California meets its crisis on several fronts California Governor Gray Davis has announced the signing of 40 long term energy contracts with electricity suppliers amounting to an average rate of nearly 8900 MW over the next ten years. The new contracts are part of the state’s plan to keep power flows under control despite the near bankrupt state of its two biggest electricity utilities. Under new legislation California is planning to spend 410 billion over a decade to buy power for customers of Southern California Edison and Pacific Gas and Electric., necessary because the utilities’ credit rating is practically zero. For the first five years power will be provided at an average price of $79 per MWh, about 75 per cent below recent spot energy prices; the price later drops to $61 per MWh.
The contracts involve more than 20 suppliers, including Duke Energy, Calpine, Enron and, possibly, Reliant, who have been named by the governor’s office but are denying any contract. Duke has reached a $4 billion agreement to sell electricity to the state during the next nine years, while Dynergy Inc and NRG Energy affiliates El Segundo Power, Long Beach Generation and Cabrillio I have entered into a three year agreement with the California Dept of Water Resources to provide the state with 1000 MW of energy for the rest of the year and 2300 MW thereafter until 2004.
Meanwhile Congressional Democrats from the Northwest, which is suffering knock on effects from the California crisis, and California itself, have been expressing dissatisfaction at the Bush administration’s refusal to temporarily cap wholesale electricity prices in the West. They are accusing wholesalers of market manipulation, and the Federal government of making a “pathetic disaster” of coming to the aid of western states. In any event whatever aid is forthcoming it is unlikely to involve price capping – President Bush and vice President Cheney are known to be strongly opposed to price controls in energy markets in California or anywhere else.

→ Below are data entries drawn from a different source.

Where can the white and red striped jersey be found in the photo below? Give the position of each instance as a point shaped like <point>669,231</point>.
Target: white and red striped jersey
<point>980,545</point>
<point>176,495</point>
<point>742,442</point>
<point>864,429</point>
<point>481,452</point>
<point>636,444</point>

Other element’s of Gray Davis’ plan to stave off further crises include buying up parts of the transmission grid owned by the troubled utilities, and a tentative agreement has been reached with Southern California Edison which would see the state pay $2.76 billion for the SCE’s transmission lines and an undertaking to sell it electricity at well below market prices for ten years. The US Federal Energy Regulatory Commission may, as the federal regulator, have something to say about the deal, but are waiting to see the details.